Sam watched as — perhaps for the first time in his life — Dean drank plain water with actual pleasure, like it was a cold bottle of El Sol. The chill in Sam’s stomach finally eased, and he almost fully relaxed, his eyes searching Dean’s posture for answers. And somewhere deep down, he already knew he wouldn’t get them that easily.

The moisture had left Dean’s eyes, replaced by their usual stubborn spark. The wall was going back up, brick by brick — and Sam couldn’t stop it.

“You have to talk to me, man.” Sam felt the urge to look behind that wall while it was still unfinished, while Dean hadn’t completely buried the fear yet.

“I don’t know what happened, Sam.”

“You had a nightmare or something?”

“Nothing we're gonna talk about.”

“Dean —”

“Sam! Just stop.” Dean cut him off and pushed himself into a half-sitting position, facing him.

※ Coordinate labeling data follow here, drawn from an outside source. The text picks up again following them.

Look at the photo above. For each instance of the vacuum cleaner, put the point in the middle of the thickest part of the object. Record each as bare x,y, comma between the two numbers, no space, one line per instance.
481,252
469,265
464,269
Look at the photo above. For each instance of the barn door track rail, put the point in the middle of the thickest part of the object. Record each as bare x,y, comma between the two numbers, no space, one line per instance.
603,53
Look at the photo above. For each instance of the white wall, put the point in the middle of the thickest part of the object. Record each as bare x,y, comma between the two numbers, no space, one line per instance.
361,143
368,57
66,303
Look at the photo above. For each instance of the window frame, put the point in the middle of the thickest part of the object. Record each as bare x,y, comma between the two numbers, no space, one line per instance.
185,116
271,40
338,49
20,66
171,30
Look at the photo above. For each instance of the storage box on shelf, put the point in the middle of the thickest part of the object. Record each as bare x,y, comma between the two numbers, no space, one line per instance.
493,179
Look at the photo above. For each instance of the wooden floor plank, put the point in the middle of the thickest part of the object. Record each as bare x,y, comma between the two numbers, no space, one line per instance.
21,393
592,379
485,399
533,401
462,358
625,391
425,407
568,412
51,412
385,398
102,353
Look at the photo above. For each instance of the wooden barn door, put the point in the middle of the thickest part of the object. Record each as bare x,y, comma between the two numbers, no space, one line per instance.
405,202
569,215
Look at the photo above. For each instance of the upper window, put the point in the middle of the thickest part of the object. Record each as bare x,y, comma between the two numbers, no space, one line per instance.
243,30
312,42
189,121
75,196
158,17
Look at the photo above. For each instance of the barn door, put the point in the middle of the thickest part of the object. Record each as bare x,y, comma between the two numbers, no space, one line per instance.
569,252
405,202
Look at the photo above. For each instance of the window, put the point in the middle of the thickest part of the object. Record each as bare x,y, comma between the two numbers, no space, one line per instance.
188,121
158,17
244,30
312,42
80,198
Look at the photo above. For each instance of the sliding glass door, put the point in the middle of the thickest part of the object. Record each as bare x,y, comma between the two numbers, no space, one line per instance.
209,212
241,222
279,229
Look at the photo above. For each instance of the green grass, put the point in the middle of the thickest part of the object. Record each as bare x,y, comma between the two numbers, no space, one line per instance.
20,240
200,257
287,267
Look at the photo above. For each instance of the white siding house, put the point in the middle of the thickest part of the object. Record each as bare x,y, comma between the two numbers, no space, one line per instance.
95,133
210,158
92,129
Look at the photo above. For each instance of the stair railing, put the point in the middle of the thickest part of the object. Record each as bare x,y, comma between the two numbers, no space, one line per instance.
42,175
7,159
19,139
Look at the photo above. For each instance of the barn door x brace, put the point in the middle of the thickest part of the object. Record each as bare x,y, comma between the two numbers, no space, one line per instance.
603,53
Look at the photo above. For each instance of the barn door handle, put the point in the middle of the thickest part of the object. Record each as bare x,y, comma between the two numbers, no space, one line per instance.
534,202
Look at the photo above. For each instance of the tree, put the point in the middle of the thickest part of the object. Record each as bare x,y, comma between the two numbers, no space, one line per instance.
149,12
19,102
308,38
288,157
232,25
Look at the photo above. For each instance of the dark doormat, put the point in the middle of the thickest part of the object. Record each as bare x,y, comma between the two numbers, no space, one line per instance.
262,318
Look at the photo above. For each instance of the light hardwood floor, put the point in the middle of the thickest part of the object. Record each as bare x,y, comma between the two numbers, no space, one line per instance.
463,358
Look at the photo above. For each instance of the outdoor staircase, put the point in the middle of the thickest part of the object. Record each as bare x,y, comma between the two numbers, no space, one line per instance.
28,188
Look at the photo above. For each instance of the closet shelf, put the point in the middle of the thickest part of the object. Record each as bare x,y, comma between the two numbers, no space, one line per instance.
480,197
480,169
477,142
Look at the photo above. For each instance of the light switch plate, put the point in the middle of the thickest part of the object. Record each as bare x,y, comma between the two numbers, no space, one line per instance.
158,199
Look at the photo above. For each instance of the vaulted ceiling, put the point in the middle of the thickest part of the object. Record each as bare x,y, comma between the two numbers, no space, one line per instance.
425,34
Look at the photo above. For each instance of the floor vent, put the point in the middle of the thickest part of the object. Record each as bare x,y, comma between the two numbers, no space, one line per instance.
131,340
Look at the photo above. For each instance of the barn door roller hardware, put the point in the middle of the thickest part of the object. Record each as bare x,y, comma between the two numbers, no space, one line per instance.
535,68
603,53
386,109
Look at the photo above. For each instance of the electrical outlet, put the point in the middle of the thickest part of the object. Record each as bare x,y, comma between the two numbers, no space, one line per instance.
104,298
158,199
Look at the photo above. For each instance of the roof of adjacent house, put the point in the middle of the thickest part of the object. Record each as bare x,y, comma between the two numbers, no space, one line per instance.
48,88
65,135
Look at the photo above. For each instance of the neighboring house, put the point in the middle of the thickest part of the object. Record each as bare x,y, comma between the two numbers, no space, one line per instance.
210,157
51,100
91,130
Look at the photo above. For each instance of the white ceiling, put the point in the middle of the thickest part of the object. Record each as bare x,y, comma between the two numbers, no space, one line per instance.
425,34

“No! One second I go out for coffee, the next I’m watching you choke for air! How am I supposed to just stop?” Sam’s chest tightened at the memory.

“Speaking of coffee —”

“Dean!”

“Alright, alright.” He raised a hand, palms up in surrender. “I…” Something flickered in his eyes—something vulnerable — but it disappeared just as quickly, thrown behind the wall. He continued more evenly, “I don’t remember, okay? I just… couldn’t breathe. That’s all I can tell you.”

“Just couldn’t breathe, huh?” Sam shook his head in frustration. “Dean, people don’t just stop being able to breathe without a reason.”

“Well, we’re not normal people.” Dean swung his legs off the bed and buried his face in his hands, massaging his scalp. Escaping this conversation was the only thing he wanted right now. Hiding his fear from those too-perceptive eyes that saw straight through him.

“I’ll grab a shower — if you don’t mind skipping another sixty-one questions.” Dean ran a hand over his sweat-soaked T-shirt, his expression full of disgust.

“Sure.” Sam waved a hand and dropped heavily into the chair by the table, sighing in frustration.

For several minutes he just stared ahead, trying to figure out what had really happened — and whether Dean truly didn’t remember… or was, as usual, hiding the truth.

 


 

Dean shut the bathroom door behind him with relief and leaned back against it, letting it take most of his weight. His legs were still trembling, and he wasn’t entirely sure they would hold him. Breathing hard and deep, he closed his eyes and tried to find an answer to the single question flashing red in his mind:

What the fuck just happened?

He remembered everything in precise detail. The hunt for the Skinwalker. He could still feel the force with which the wolf had knocked him off his feet. His chest still ached from the crushing weight of it pinning him down. And he still remembered the blood, the torn flesh, the shattered bones that had been Sam.

But Sam was alive.

That’s all that mattered.

Sam was alive — and all of that had just been a dream. An unbelievably vivid, realistic dream.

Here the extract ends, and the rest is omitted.